While Databricks has an existing semantic model concept, it requires manual work. Snowflake enables the automated creation of semantic models from existing context (BI models, SQL queries) and AI-powered suggestions for model improvement and evolution. This is more efficient because it allows you to get up and running with AI-powered analytics immediately, and then make sure that your semantic context evolves as your business changes. Snowflake also produces suggestions based on query history and usage data so the semantic view improves over time.

Easy-to-implement governance that follows data anywhere in your ecosystem

Many legacy catalogs were built for fragmented data estates — stitching together metadata from multiple tools and environments. That model assumes data lives everywhere and governance must be aggregated after the fact.

Snowflake flips that. The data, compute, governance and catalog are unified across clouds and regions in a single platform. As AI accelerates data creation, sharing and collaboration, organizations cannot afford brittle, loosely connected governance overlays. They need a unified intelligence layer that scales with machine-speed data interaction.

For example, Databricks Unity is optimized for the Databricks ecosystem – where it does a great job. But it lacks the universal reach of Horizon Catalog, which is compatible with any engine, any data format, anywhere – across native Snowflake objects, data in open table formats (Iceberg, Delta) that can be read or written by any engine, and data in relational databases (like SQL Server, Postgres). Horizon Catalog also works consistently across AWS, Azure and GCP, and offers the ultimately architectural flexibility with a path to migrate open source catalog such as Apache Polaris (incubating) at any time. 

By contrast, the Snowflake Horizon Catalog has embedded Apache Polaris and Iceberg REST APIs to enable an open lakehouse architecture. With full bidirectional interoperability — including the general availability of external engine reads and public preview soon of external engine writes — governance follows the data across clouds and engines. Data protection policies such as row access and column masking are automatically enforced, even when data is accessed via external tools such as Apache Spark. 

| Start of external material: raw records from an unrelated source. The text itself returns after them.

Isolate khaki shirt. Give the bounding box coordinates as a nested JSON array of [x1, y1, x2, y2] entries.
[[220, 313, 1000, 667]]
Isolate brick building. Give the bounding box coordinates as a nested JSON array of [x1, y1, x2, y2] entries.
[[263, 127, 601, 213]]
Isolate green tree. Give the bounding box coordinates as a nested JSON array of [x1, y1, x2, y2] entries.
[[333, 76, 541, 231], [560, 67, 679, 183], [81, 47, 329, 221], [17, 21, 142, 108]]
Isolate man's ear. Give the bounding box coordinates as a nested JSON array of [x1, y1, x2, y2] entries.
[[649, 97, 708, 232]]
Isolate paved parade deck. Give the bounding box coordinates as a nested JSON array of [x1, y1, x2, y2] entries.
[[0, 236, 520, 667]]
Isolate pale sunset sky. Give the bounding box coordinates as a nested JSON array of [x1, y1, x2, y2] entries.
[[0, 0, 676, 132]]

This means the governance follows the data — anywhere in your ecosystem. And you no longer need to put in manual effort to make sure this is the case: Cortex Code allows you to use natural language to find sensitive data and apply policies in minutes, with minimal technical expertise. Simply ask Cortex Code to scan a particular database for PII or to audit existing masking policies, and governance implementation goes from being a blocker to being a nonissue.

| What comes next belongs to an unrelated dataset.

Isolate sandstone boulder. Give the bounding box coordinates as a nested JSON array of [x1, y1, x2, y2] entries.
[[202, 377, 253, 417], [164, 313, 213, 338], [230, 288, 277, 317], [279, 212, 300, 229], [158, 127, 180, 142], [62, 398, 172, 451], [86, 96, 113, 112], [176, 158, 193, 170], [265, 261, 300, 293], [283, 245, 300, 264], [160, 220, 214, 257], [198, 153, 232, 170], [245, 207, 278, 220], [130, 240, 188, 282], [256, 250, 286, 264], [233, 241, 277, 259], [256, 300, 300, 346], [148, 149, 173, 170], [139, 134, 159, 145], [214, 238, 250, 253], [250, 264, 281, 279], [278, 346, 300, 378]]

The unified control plane: Where meaning meets enforcement

AI success depends in part on trust; to generate that trust, you need a governance framework that is architecturally incorporated from start to finish. Universal AI catalogs such as Snowflake Horizon Catalog fill this role, acting as the connective tissue between complex business logic and diverse, disparate data estates.

When you combine semantic depth with universal interoperability, you move beyond mere data management and into the realm of agentic orchestration. Separately, these features are useful; together, they are the prerequisite for a functional AI strategy.